David Iles met Bailey when both men worked around Wirrulla, South Australia, in September 1957. Bailey and Iles struck up a friendship and the men went rabbit shooting. Iles later agreed to sell to Bailey his huntsman rifle but Bailey skipped town without paying for it. Iles took Constable Grope to the spot where the men fired the rifle and Grope recovered used cartridge cases. The cartridges later matched cartridges found at the murder scene.

Bailey was tried, convicted and executed in Adelaide Gaol. He was hanged on 24 June 1958. His two brothers had visited him the day before.

== Stay of execution==
Bailey managed to get a stay of execution of one week by claiming that he was not the trio's killer but he himself killed the real killer in self-defence. The State Cabinet made a decision to test the accuracy of Bailey's new statement. The police flew Bailey back to the scene of the crime to see if Bailey could produce a body. Bailey and a fourteen-man team of police trackers, lawyers and gaol wardens flew to Alice Springs then drove south to the crime scene at Sundown Station. Bailey's story was that on the night of the murders he came across a man removing Mrs Bowman's shoes and after a fight he stabbed the man to death and then buried the man 4 mi north of where the victims' bodies were found. After a three-and-a-half-hour search found no body, Bailey stated, "I have nothing more to say."

==Later investigations==
Author and investigative journalist Stephen Bishop claims that detective Glen Patrick Hallahan lied on oath and in records of police interviews with Raymond Bailey. Detective Hallahan was one of the three high-ranking Queensland detectives known as the "Rat Pack" who had been exposed as corrupt by the Fitzgerald Inquiry in the late 1980s.

The main points that Bishop advanced included that the murder weapon, which Bailey claimed he had sold to a man near Coober Pedy before the murders, was never found. The description of the murders in Bailey's confession contradicted the post mortem results.
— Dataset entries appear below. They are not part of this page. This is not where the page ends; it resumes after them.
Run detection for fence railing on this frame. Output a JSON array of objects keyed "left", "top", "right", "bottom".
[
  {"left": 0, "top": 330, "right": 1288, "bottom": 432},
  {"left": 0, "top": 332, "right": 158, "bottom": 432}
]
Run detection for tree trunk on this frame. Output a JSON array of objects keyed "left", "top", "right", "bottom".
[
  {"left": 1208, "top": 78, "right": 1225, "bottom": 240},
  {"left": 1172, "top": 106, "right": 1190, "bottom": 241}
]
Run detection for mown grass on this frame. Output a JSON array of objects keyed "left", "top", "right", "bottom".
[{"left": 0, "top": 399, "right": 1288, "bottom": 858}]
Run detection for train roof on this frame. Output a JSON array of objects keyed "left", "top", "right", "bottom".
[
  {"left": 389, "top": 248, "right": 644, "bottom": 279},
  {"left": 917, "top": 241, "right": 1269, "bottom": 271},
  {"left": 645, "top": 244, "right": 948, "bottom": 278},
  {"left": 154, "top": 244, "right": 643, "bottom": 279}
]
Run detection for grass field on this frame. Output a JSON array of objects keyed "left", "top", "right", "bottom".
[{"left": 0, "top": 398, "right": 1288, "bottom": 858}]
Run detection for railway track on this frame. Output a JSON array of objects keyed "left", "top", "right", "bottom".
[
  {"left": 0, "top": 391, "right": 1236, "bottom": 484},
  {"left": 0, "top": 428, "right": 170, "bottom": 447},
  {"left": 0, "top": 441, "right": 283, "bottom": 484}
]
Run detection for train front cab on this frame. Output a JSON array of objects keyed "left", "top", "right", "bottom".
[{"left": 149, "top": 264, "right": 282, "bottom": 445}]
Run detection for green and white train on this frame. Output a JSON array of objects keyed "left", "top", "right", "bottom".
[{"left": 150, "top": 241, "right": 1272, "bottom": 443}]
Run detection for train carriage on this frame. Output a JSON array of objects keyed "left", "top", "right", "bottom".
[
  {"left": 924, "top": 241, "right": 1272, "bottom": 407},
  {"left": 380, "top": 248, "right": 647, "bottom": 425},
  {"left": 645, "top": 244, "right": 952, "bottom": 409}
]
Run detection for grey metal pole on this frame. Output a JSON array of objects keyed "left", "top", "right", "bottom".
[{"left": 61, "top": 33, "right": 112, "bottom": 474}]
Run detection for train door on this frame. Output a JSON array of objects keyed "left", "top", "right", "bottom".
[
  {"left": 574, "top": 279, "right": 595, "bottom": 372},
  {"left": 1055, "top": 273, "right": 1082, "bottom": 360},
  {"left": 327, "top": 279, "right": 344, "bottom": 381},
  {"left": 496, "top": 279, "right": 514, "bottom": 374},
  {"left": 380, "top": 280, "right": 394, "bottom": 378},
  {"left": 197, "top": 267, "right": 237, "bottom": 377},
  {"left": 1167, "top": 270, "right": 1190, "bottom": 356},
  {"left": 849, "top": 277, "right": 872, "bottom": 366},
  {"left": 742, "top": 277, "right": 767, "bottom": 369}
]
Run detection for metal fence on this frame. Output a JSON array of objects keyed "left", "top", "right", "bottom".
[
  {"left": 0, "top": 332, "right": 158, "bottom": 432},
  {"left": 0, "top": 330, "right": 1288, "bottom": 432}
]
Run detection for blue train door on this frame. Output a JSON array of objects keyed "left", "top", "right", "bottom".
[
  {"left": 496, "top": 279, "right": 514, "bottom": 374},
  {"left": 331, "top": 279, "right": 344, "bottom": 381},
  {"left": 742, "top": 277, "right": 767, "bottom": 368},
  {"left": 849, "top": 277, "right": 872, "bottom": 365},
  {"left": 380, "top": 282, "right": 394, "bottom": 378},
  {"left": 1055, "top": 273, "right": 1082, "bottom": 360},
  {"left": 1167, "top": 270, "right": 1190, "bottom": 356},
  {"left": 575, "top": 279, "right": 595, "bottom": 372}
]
Bailey claimed to have shot all three of the victims as they ran from him; however, the autopsies indicated that the Bowmans and Whelan were shot while lying on the ground unconscious. During his trial, Bailey claimed that he had only signed the confession after hearing his wife crying in another room. Bailey told the court that detectives then told him that they would leave her alone if he signed. A grey Ford Zephyr was seen near the murder scene while Bailey drove a black 1938 DeSoto. Footprints believed to belong to the killer had been found at the murder scene, and were estimated as being a size 7 or 8. Bailey wore a size 5½ shoe.

In February 2013, Bishop appealed to the Governor of South Australia, Kevin Scarce, to grant a posthumous pardon for Bailey, but was declined.